I had learned about the party on the Internet. I knew no one there except my friend Romaine, who goes with me to many ethnic events. I found myself talking almost immediately with people from Germany, Zimbabwe, Singapore, as well as Canada and Iran. Most of the 80 or so people there were Iranians.
The friendliness was also the result of the intimate size of the rooms, the office of Amnesty International, and its people-to-people purpose. This is the organization that monitors and advocates for prisoners of conscience all over the world. The rooms were small. Tables were along the walls, covered with petitions asking governments to free people whose only crime was to do what many Torontonians do freely. They had criticized their governments.
Although there was no pressure to do so, many of the party-goers spent their time signing petitions and trying to connect with the prisoners. The tables had cards where anyone could write a note of support to these brave people, cards that would offer some feeling that they were not alone in the world. Amnesty would deliver them.
There was the abundance of delicious Iranian food, almost all home-cooked by members of the Iranian Action Committee that organized the event. It was wonderful. There was no charge for the party, but of course donations were appreciated. We all feasted on chicken and two kinds of rice (one dish had a dried red cranberry-like fruit and bright yellow saffron rice in dramatic stripes). Dishes were labelled with exotic (to us) names like ghormeh sabzi stew (kidney beans and lamb) and mirzam ghassem. Have you ever heard of olives in pomegranate sauce?

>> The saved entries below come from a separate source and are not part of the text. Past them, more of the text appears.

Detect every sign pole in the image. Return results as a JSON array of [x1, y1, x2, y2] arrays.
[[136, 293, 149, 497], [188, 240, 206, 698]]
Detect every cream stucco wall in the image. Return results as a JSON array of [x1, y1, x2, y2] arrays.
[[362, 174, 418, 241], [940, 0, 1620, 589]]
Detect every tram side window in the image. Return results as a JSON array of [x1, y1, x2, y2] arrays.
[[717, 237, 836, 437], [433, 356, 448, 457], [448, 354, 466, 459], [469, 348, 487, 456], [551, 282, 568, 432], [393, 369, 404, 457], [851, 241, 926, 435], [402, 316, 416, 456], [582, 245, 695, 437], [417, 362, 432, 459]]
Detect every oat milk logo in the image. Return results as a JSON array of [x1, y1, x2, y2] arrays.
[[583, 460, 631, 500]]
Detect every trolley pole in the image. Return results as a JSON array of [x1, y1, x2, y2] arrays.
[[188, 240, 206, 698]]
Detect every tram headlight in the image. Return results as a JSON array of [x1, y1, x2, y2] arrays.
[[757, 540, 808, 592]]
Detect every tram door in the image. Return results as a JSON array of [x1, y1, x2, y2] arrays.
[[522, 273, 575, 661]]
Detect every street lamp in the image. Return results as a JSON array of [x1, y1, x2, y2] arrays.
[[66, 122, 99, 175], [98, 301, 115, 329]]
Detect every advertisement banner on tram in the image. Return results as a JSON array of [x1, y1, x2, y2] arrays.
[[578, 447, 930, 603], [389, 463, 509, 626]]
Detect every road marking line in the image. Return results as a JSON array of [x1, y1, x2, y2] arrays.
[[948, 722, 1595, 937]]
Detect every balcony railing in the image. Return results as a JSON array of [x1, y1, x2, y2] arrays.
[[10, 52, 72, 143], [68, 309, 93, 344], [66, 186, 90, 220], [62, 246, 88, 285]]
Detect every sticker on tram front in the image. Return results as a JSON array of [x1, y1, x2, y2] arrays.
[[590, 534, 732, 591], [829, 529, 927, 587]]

All the dishes were yummy.
Two Iranians spoke of their experiences with Iranian prisons. U. of Toronto Professor Ramin Jahanbaglou talked of the importance of Amnesty International. In 2006, he spent months in solitary confinement, charged with supporting the “velvet revolution.” A woman spoke about being the wife of a political prisoner.
One man played an accordion, another drummed with fast-moving fingers. A couple of women in colourful Iranian dress danced in graceful Middle Eastern style. Another two sang. Several people of various national origins got up and danced.
It was a happy evening, tinged with sadness. It was special because the event not only gave us a good time. It was also a profound learning and sharing experience. The office walls were hung with paintings of the faces of political prisoners.
Sounds like a bitter-sweet experience, Ruth. Nice post.